One of Brad’s favorite guests, author Sergio Troncoso, dropped by the bunker After Party to talk about his latest novel, Nobody’s Pilgrims. The two talked about Sergio’s evolution in thinking about “voiceless” characters, the “flow” in writing, and probably other topics we could put in quotes.
Oh, and the time Sergio met George W. Bush.
About Sergio Troncoso
Sergio Troncoso is the author of eight books: Nobody’s Pilgrims, A Peculiar Kind of Immigrant’s Son, The Last Tortilla and Other Stories, Crossing Borders: Personal Essays, The Nature of Truth and From This Wicked Patch of Dust; and as editor, Nepantla Familias: An Anthology of Mexican American Literature on Families in between Worlds and Our Lost Border: Essays on Life amid the Narco-Violence.
He often writes about the United States-Mexico border, working-class immigrants, families and fatherhood, crossing cultural, psychological, and philosophical borders, and the border beyond the border.

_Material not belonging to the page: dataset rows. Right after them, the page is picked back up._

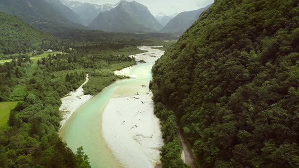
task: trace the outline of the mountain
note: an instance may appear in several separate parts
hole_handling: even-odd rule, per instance
[[[161,30],[163,33],[183,33],[198,19],[204,11],[208,9],[211,5],[197,10],[183,12],[170,20]]]
[[[74,22],[78,21],[78,16],[58,0],[0,0],[0,11],[48,32],[86,28]]]
[[[164,13],[159,13],[157,15],[155,16],[155,17],[158,20],[158,21],[161,23],[163,26],[165,26],[167,23],[172,19],[174,17],[176,16],[178,13],[175,13],[171,15],[168,15]]]
[[[79,16],[71,9],[64,5],[59,0],[45,0],[45,1],[51,4],[68,20],[74,22],[80,23]]]
[[[299,166],[298,5],[215,1],[156,62],[164,167],[182,162],[178,125],[200,167]]]
[[[162,25],[147,8],[136,1],[121,1],[110,11],[100,13],[88,27],[107,32],[156,32]]]
[[[85,26],[90,24],[100,13],[110,10],[115,7],[109,4],[100,5],[69,0],[61,0],[61,2],[79,16],[81,20],[80,23]]]
[[[0,55],[25,53],[55,38],[25,23],[16,16],[0,12]]]

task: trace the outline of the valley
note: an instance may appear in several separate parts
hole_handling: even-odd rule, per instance
[[[83,146],[92,167],[153,167],[161,163],[159,149],[163,140],[160,122],[154,115],[148,86],[142,85],[149,83],[151,67],[164,52],[150,47],[139,48],[148,52],[130,57],[146,63],[116,71],[117,75],[130,78],[118,80],[95,95],[76,110],[60,131],[60,136],[73,150]],[[141,108],[139,104],[142,101]],[[136,115],[135,111],[142,111]],[[130,130],[134,125],[138,128]],[[138,135],[142,136],[138,137]],[[136,138],[138,141],[134,140]]]
[[[0,0],[0,167],[298,167],[298,6]]]

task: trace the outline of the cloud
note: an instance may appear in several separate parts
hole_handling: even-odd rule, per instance
[[[76,1],[76,0],[73,0]],[[115,4],[119,0],[77,0],[97,4],[109,3]],[[135,0],[148,8],[151,12],[155,15],[160,12],[168,14],[189,11],[204,8],[213,3],[213,0]],[[129,0],[127,1],[133,1]]]

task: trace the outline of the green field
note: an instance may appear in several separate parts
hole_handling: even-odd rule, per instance
[[[55,55],[55,54],[59,54],[60,53],[62,53],[62,52],[60,52],[60,51],[53,51],[53,52],[51,52],[51,53],[45,52],[41,55],[39,55],[35,56],[33,57],[30,57],[30,59],[32,60],[32,61],[34,63],[36,63],[40,59],[41,59],[43,57],[48,56],[49,54],[50,54],[51,55]],[[63,54],[65,54],[65,53],[63,53]],[[31,55],[32,53],[28,53],[28,54],[27,54],[27,55]],[[15,54],[15,55],[17,55]],[[12,60],[12,59],[0,60],[0,64],[2,63],[3,63],[3,62],[11,62]]]
[[[0,102],[0,128],[6,125],[10,110],[15,108],[17,103],[18,102]]]

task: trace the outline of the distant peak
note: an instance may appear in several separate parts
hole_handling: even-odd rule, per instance
[[[120,5],[121,4],[122,4],[122,3],[127,3],[127,2],[126,1],[125,1],[125,0],[121,0],[118,3],[117,3],[116,4],[115,4],[114,5],[114,6],[116,7],[116,6],[119,6],[119,5]]]

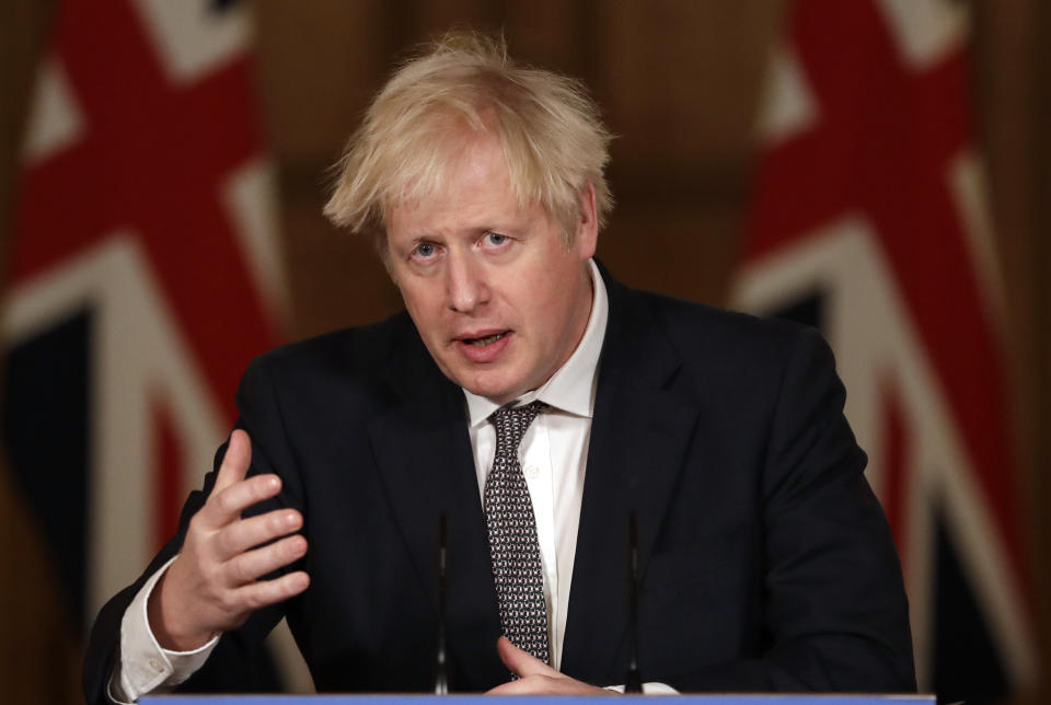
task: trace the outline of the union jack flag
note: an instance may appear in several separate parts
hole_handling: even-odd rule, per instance
[[[790,3],[731,299],[832,344],[921,689],[984,702],[1030,685],[1037,659],[967,4]]]
[[[63,0],[31,107],[7,451],[83,623],[174,532],[241,372],[284,337],[250,16],[228,4]]]

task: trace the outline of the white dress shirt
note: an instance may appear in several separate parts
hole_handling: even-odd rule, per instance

Troncoso teaches fiction and nonfiction at the Yale Writers’ Workshop in New Haven, Connecticut. A past president of the Texas Institute of Letters, he has also served as a judge for the PEN/Faulkner Award for Fiction and the New Letters Literary Awards in the Essay category. His recent work has appeared in the Texas Highways, Houston Chronicle, CNN Opinion, New Letters, Yale Review, Michigan Quarterly Review, and Texas Monthly Magazine.